There’s much work that goes into the formation, maintenance, and continuance of a movement. Many narratives of those involved in the movements however, don’t appear in the pages of history and remain dormant waiting to be uncovered. This is a brief ethnographic account that explores the crucial role Afro-Brazilian women have played in the struggle for permanence and improvement of the historically marginalized community of Calabar in Salvador, Bahia, Brazil[L1] . I focus specifically on the ways in which the social resources women control such as kin networks and the urban material resources such as land and markets women dominate have been crucial in their ability to hold their ground, organize others, and create improvements in their community. In addition, I explore how the specific gender roles women occupy in relation to kin networks, land, and markets have been leveraged by women strategically in their organizing efforts. My analysis will be based on a series of interviews I conducted with six women and secondary sources. After I analyze their ability to organize successfully and why, I will discuss the ways in which the coming of the World Cup competition to Brazil has influenced/impacted their continuing struggle for land titles, internal social and urban improvements. Along with my findings it is made clear that a significant dimension of their organizing success, personal transformation and empowerment has been through dignifying and making visible the history and contemporary contributions of Afro-Brazilians.

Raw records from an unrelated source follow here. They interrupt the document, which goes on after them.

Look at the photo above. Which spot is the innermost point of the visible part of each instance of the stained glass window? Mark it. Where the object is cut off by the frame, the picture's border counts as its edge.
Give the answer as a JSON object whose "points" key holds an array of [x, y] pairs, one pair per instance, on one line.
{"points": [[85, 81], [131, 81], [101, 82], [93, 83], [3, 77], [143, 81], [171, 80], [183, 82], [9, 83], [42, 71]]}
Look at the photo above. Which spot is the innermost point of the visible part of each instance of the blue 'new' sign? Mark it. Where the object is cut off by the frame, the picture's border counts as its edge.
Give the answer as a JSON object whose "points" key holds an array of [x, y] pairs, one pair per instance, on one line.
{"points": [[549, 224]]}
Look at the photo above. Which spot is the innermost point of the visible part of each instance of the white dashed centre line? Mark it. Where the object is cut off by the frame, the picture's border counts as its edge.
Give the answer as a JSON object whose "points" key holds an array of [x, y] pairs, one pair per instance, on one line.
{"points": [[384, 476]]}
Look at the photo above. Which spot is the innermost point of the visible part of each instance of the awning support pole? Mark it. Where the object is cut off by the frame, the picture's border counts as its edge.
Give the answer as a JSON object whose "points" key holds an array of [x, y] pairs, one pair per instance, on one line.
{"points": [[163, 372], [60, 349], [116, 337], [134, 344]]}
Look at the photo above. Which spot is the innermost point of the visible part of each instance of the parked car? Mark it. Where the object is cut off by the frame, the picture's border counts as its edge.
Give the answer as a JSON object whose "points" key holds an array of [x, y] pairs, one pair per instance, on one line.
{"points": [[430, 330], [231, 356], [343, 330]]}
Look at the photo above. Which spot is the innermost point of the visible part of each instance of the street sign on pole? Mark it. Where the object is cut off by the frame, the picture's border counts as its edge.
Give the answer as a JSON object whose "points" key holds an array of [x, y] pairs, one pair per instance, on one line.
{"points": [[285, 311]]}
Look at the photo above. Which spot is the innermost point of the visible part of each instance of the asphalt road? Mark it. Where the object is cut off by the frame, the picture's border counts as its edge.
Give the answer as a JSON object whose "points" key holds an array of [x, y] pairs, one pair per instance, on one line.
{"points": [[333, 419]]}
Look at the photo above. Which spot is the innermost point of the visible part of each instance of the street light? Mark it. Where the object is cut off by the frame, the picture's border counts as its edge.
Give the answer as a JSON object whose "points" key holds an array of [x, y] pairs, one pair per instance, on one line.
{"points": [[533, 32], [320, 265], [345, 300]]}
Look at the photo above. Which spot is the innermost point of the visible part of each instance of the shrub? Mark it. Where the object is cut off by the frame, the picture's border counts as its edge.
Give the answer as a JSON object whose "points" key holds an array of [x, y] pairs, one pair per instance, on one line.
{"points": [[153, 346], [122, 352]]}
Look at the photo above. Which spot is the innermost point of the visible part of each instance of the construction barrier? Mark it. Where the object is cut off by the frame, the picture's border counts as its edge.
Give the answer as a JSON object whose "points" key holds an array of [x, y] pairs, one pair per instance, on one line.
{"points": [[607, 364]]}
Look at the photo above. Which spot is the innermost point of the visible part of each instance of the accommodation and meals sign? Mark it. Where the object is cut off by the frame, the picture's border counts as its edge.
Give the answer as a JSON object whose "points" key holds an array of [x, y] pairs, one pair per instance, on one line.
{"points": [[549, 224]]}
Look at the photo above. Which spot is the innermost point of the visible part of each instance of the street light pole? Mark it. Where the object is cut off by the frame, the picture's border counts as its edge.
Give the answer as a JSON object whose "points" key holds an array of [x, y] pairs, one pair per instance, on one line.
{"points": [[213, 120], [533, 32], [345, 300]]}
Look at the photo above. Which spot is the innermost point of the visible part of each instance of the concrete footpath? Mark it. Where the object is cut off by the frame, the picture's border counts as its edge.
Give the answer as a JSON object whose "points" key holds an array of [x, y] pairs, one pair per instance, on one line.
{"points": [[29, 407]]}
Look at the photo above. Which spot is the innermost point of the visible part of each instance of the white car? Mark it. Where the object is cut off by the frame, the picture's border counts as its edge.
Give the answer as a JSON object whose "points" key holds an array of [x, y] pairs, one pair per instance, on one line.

Examining and Identifying Effective Rhetorical Strategies, Messaging, and Themes in Climate Change Books for a General Audience

Presenter: Hannah Fuller

Mentors: Stephanie LeMenager, English; Shane Hall, Environmental Studies

Oral Presentation

Major: Environmental Studies

Of all the messages we receive about climate change, the most common is perhaps “10 simple things YOU can do to save the Earth.” While these lifestyle tips can be useful to individuals, the contributions to climate change mitigation are often negligible. More pressing, though, is the fact that none of these ideas target the larger underlying problems that contribute on a larger scale to greenhouse gas emissions. Since global warming came to the international stage in the 1980s, mass media, scientists, and politicians have been scared to advocate for fear of losing credibility. Instead, notable authors like Bill McKibben, Thomas Friedman, and Naomi Klein have taken it to task to identify and offer targeted solutions for global climate change as more than just a problem of atmospheric chemistry. These authors seek to interpret climate science and inspire lay readers by offering their solutions, which focus more changing institutions, worldviews, and norms than individual behavior. By reading and comparing these popular science books I have identified their most salient arguments and strategies in order to create a rubric for more effective climate change communication. These books and others like them are an archive for “best ideas” that should be popularized and carried out in activist contexts. By synthesizing a short op-ed using the best and most effective ideas, I hope to provide a context that will empower individuals and communities to take action and to demand action from higher levels of government.